La gestion de la commune sera-t-elle à la hauteur des nouveaux enjeux?
La crise financière sans précédent qui secoue la planète entière occupe tous les esprits en ce mois d’octobre. Les experts se perdent en conjectures sur les répercutions de cette crise financière et boursière sur « l’économie réelle », et la vraie vie. Que sera l’impact de ces événements sur l’économie locale et sur la gestion de la municipalité ?
On peut raisonnablement penser que l’activité économique va ralentir. Cette récession va affecter l’investissement des entreprises, l’emploi, la consommation des ménages et l’accès au crédit. Tous ces facteurs perturberont les finances publiques (moins de recettes en raison du manque de croissance et plus de dépense consacrés à aider les acteurs en difficulté). L’heure est donc à la rigueur dans la gestion des affaires. C’est vrai pour les entreprises, c’est vrai pour les ménages, c’est vrai également pour les communes.
Ces dernières risquent également de peiner à financer leurs dépenses d’investissement au moyen d’emprunts. Un conseiller s’alarmait récemment du fait « que certaines collectivités locales risquent d’avoir du mal à faire face ». Les collectivités locales auxquelles faisaient référence ce conseiller étaient celles qui ont pris l’habitude de « piocher » dans leur dépense de fonctionnement pour régler certaines factures relatives à des dépenses d’investissement financées par emprunts, au lieu de procéder au fur et à mesure aux emprunts nécessaire. Ces collectivités, qui croient ainsi épargner quelques mois de coût d’emprunt, risquent de se retrouver dans l’embarras à la fin de l’année si les banques ne jouent pas le jeu.

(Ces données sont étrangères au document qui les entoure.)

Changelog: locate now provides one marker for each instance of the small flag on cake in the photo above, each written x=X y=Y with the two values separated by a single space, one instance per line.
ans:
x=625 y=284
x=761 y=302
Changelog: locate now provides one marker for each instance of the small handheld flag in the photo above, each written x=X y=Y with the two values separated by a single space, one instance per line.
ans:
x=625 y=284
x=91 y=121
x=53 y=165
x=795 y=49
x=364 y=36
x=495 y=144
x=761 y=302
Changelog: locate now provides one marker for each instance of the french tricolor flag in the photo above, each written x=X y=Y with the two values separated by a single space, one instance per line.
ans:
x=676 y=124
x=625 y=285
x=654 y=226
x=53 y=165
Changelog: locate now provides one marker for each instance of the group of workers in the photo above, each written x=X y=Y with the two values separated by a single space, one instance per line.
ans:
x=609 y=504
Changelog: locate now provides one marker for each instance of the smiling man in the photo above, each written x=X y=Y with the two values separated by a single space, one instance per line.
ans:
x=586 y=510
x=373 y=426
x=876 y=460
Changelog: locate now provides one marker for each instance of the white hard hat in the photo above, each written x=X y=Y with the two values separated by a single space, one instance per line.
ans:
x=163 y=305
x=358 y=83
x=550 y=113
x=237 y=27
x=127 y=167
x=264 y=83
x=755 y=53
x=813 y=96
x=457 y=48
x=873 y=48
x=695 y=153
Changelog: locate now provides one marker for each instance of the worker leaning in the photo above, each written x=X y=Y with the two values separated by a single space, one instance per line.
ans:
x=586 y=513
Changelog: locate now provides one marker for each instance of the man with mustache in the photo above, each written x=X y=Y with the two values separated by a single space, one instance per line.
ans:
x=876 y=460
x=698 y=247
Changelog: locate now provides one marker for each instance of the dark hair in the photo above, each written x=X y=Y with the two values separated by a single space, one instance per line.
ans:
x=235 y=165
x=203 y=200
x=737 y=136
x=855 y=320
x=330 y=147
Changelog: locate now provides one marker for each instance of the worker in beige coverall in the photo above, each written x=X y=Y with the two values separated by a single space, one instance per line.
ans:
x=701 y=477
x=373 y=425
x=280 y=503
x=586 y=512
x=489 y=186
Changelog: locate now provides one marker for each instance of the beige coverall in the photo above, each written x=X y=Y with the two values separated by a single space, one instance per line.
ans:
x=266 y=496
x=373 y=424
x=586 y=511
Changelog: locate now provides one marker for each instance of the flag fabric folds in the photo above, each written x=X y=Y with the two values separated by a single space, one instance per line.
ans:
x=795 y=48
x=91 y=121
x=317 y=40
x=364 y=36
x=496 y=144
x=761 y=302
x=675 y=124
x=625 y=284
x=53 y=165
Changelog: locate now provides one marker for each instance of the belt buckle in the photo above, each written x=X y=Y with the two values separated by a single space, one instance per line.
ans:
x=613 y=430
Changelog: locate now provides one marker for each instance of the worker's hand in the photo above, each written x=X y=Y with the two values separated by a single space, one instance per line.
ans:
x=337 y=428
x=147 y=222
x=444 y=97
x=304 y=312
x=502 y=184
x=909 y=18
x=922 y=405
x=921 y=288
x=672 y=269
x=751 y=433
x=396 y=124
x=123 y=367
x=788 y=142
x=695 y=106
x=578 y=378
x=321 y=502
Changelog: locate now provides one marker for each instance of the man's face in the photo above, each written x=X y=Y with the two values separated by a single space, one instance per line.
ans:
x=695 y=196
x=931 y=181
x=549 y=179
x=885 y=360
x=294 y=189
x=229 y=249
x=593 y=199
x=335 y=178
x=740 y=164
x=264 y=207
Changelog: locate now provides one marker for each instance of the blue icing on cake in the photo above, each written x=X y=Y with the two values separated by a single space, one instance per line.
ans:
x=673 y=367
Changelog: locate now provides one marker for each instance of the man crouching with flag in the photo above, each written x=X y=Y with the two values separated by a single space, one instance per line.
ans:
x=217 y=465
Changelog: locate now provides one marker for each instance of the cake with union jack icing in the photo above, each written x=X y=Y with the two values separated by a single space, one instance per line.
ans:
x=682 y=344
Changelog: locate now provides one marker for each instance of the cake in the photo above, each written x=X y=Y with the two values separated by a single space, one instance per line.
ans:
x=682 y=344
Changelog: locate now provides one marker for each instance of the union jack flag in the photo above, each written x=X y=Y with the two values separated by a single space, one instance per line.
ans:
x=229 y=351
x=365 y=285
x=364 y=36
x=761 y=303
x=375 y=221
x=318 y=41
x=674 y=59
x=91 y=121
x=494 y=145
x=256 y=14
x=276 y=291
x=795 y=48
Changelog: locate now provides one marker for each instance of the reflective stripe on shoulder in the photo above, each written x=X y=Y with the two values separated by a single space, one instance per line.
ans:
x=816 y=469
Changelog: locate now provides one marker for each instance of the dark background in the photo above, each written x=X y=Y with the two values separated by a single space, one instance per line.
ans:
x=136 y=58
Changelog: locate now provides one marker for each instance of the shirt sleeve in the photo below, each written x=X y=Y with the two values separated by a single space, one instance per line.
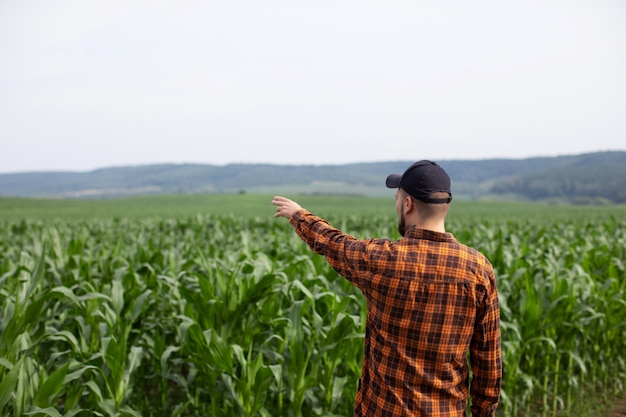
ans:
x=486 y=355
x=345 y=254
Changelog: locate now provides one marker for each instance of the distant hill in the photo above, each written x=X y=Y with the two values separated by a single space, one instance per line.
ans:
x=585 y=178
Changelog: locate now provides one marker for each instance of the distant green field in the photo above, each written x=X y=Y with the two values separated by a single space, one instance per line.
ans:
x=196 y=305
x=250 y=206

Notre commune est-elle menacée par ce risque ? Plus généralement, l’équipe municipale en place sera-telle à la hauteur de la situation ? Personne n’a l’idée de la rendre responsable de la conjoncture financière et économique. Mais chacun la jugera sur sa capacité à comprendre ce nouveau contexte et à conduire le navire dans la tempête.
Ce que nous avons observé pendant la campagne électorale et depuis le mois de mars nous inquiète. Que penser de l’augmentation régulière depuis plusieurs années des charges de personnel municipal, illustrée récemment par la création d’un poste de cabinet ? Que dire d’investissements importants décidés sans concertation comme les millions d’euros mis dans une maison de l’enfance mal définie, les 150 000 euros dans une aire de jeux d’enfants équipée maladroitement, et les 2 millions d’euros dans l’achat de terrains d’un hypothétique futur collège qui se serait contenté d’une superficie foncière moins grande ? Comment apprécier l’accumulation de charges supplémentaires qui résulteront de la prise en charge de l’abbaye de Silvacane par la commune (des sommes importantes seraient nécessaires pour refaire la toiture) ? Que penser, enfin, de la méconnaissance du dossier de la suspension de l’exonération du foncier bâti pour les habitations principales neuves dont a fait montre l’équipe municipale ?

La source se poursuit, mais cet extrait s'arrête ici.